Principal Investigator: Dr Richard Law, School of Chemical Engineering and Advanced Materials
As electrical devices become more powerful and increasingly small, the main limitation in future technological development will be effective heat dissipation and thermal control. In this project we will take a multi-disciplinary approach to develop, design, model and experimentally evaluate the next generation of liquid-cooled heat sinks for enhanced thermal management of electrical devices. We intend to apply concepts from process intensification in order to enhance heat transfer and provide greater thermal control. This will include active enhancements such as oscillatory flows, passive enhancements such as microfluidic devices, vortex generators and baffling, and combinations of both. Solving this heat dissipation challenge will be key in aiding future development in a number of key sustainability research areas including electric vehicles and smart grid systems.

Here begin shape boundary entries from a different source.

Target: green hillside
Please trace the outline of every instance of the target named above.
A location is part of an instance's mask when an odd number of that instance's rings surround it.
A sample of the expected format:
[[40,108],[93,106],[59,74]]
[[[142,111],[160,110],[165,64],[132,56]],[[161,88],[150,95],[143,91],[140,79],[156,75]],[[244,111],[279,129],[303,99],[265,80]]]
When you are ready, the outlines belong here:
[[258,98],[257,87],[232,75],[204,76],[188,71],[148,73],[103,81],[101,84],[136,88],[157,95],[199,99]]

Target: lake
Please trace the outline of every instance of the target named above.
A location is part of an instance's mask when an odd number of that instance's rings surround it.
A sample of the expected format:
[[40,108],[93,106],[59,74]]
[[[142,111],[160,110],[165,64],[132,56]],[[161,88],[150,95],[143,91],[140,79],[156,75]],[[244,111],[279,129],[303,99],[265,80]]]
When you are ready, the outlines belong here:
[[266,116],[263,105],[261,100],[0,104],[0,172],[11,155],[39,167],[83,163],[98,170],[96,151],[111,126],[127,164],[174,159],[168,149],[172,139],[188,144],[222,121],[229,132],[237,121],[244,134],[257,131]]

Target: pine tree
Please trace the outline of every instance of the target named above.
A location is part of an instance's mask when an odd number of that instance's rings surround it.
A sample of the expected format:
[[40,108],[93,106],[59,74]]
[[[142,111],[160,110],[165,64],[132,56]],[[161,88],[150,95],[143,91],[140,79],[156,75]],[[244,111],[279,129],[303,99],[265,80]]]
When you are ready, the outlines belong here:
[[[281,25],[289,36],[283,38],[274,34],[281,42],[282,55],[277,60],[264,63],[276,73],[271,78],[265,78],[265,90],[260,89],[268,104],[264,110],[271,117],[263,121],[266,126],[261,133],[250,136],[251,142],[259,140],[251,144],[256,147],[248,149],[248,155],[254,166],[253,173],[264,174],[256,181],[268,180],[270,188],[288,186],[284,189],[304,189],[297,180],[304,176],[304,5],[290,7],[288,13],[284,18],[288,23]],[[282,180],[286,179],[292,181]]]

- Throughout the design and modelling process, manufacturing constraints of both the current standard methods and the future state of the art will be considered upon advice from industrial collaborators.
- Includes current heat sink manufacturing techniques such as etching, stamping and machining, and the future state of the art in manufacturing such as 3D printing techniques including selective laser melting.
- The consideration of 3D printing in the design of enhanced heat sinks is expected to give significant freedom to the design, allowing the development of a new generation of heat transfer surfaces.